Exiled former Ivorian prime minister Guillaume Soro has called on the government to prioritise addressing teachers’ grievances following a threat by the educators to down tools for three days next week.
On 23 September 2024, several trade unions, umbrella organisations and federations of the Ministry of National Education and Literacy, grouped within the MENA Intersyndicale (IS-MENA), gave notice of strike action to the ministry.
This strike notice concerns a 72-hour work stoppage throughout the country from Tuesday 15 October 2024 at 7:30 am (GMT, local time) until Thursday 17 October 2024 at 6:00 pm, in order to demand a satisfactory response to their demands.
The main demands of the trade unions are the granting of an incentive bonus to staff in the education and training sector, and the creation of a school administration sector with the creation of new jobs and a career profile.
In addition, they are demanding the repayment of salaries withheld and suspended from some teachers because of strikes in 2019 and 2020, the upgrading of allowances linked to large-scale examinations and their payment no later than two weeks after the closure of examination secretariats, and the promotion of assistant teachers.
For Guillaume Soro, ‘the legitimacy of the demands made by the MENA inter-union raises the spectre of a turbulent academic year, likely to cause considerable disruption to the school curriculum’.

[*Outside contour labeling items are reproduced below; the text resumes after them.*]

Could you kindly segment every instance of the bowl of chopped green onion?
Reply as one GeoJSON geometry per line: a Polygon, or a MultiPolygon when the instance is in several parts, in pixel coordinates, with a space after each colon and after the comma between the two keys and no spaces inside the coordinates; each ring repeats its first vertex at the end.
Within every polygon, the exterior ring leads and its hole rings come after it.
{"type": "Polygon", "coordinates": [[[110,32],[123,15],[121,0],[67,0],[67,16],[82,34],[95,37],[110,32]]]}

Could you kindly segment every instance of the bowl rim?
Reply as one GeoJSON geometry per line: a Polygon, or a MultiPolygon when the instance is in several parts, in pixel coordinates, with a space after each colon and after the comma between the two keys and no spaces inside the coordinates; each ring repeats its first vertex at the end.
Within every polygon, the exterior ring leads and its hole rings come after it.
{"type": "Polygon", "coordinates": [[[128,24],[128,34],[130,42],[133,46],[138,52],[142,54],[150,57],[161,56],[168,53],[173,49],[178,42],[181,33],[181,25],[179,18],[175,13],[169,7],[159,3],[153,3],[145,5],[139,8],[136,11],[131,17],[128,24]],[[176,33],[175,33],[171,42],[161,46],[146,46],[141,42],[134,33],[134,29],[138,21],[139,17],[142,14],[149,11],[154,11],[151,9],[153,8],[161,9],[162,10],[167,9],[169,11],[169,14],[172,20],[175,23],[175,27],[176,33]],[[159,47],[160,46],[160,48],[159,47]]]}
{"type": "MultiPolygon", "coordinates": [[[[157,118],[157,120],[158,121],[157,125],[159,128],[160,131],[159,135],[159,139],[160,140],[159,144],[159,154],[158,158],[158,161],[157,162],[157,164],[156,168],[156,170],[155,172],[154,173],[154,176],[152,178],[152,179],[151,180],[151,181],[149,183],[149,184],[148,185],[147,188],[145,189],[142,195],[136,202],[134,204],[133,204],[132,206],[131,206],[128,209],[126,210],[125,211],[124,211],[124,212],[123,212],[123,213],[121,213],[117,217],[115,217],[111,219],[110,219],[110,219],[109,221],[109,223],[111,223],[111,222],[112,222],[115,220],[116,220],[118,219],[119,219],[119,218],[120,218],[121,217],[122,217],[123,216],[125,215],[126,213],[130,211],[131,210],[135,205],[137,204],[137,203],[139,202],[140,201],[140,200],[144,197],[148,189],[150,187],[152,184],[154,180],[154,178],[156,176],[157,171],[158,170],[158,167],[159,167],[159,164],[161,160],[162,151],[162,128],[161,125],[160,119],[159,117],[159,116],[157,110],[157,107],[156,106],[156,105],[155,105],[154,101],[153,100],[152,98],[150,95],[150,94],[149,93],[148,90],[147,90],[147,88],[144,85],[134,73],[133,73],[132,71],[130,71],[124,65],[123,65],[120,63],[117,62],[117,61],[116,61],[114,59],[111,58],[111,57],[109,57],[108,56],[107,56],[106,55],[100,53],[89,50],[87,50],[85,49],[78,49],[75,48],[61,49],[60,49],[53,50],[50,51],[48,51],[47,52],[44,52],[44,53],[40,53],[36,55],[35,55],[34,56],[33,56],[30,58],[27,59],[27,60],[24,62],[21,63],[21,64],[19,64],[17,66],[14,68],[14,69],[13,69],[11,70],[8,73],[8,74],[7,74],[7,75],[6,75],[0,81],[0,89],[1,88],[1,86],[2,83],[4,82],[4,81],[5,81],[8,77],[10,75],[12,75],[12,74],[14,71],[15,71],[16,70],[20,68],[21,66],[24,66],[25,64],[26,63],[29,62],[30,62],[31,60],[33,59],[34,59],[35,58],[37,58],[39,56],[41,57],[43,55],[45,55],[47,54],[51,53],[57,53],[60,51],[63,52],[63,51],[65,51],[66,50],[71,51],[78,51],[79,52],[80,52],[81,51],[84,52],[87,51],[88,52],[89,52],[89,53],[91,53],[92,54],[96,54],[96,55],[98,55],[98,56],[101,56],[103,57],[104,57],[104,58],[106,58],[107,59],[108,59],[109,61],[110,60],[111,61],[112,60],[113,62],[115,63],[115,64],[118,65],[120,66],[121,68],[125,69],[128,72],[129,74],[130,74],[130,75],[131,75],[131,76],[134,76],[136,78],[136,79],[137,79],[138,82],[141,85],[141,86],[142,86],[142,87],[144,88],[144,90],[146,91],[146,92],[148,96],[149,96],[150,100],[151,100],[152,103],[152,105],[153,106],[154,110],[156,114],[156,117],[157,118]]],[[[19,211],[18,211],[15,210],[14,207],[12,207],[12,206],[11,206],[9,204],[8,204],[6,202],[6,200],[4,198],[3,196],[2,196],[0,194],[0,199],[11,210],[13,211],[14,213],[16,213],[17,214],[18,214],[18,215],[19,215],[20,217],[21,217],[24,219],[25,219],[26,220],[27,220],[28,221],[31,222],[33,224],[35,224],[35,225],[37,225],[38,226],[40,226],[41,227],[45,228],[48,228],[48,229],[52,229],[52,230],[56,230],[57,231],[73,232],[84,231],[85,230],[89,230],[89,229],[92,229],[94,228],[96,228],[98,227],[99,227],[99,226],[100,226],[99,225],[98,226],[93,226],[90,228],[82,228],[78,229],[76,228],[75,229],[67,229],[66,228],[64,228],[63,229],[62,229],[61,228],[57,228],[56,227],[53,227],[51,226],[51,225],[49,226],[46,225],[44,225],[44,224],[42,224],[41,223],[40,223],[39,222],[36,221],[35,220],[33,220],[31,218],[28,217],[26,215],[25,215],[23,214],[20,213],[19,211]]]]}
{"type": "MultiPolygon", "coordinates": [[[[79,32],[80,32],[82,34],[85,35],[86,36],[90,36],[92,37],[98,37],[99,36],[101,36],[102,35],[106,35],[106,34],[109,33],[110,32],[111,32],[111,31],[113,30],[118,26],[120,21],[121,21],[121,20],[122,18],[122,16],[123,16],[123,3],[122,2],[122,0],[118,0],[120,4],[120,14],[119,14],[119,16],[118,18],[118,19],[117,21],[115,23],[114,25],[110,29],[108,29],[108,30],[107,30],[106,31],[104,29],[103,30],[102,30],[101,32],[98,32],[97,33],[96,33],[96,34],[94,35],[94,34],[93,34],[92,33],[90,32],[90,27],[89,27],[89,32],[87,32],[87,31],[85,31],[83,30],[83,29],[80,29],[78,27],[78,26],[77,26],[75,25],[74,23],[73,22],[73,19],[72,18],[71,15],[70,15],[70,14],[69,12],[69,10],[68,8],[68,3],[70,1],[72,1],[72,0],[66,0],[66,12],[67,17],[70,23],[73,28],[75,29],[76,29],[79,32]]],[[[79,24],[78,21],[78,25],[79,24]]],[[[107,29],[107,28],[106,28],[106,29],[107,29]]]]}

Through his citizens’ movement, Generations et Peuples Solidaires (GPS), an organisation dissolved by the Ivorian courts, Guillaume Soro is calling on the government to find a solution, as the Ivorian education system, “already in a state of crisis, does not deserve a
blank year”.
“That is why GPS is encouraging the various parties to engage in constructive dialogue for the benefit of teachers, pupils and parents, who have long been suffering under the weight of the high cost of living,” he concludes.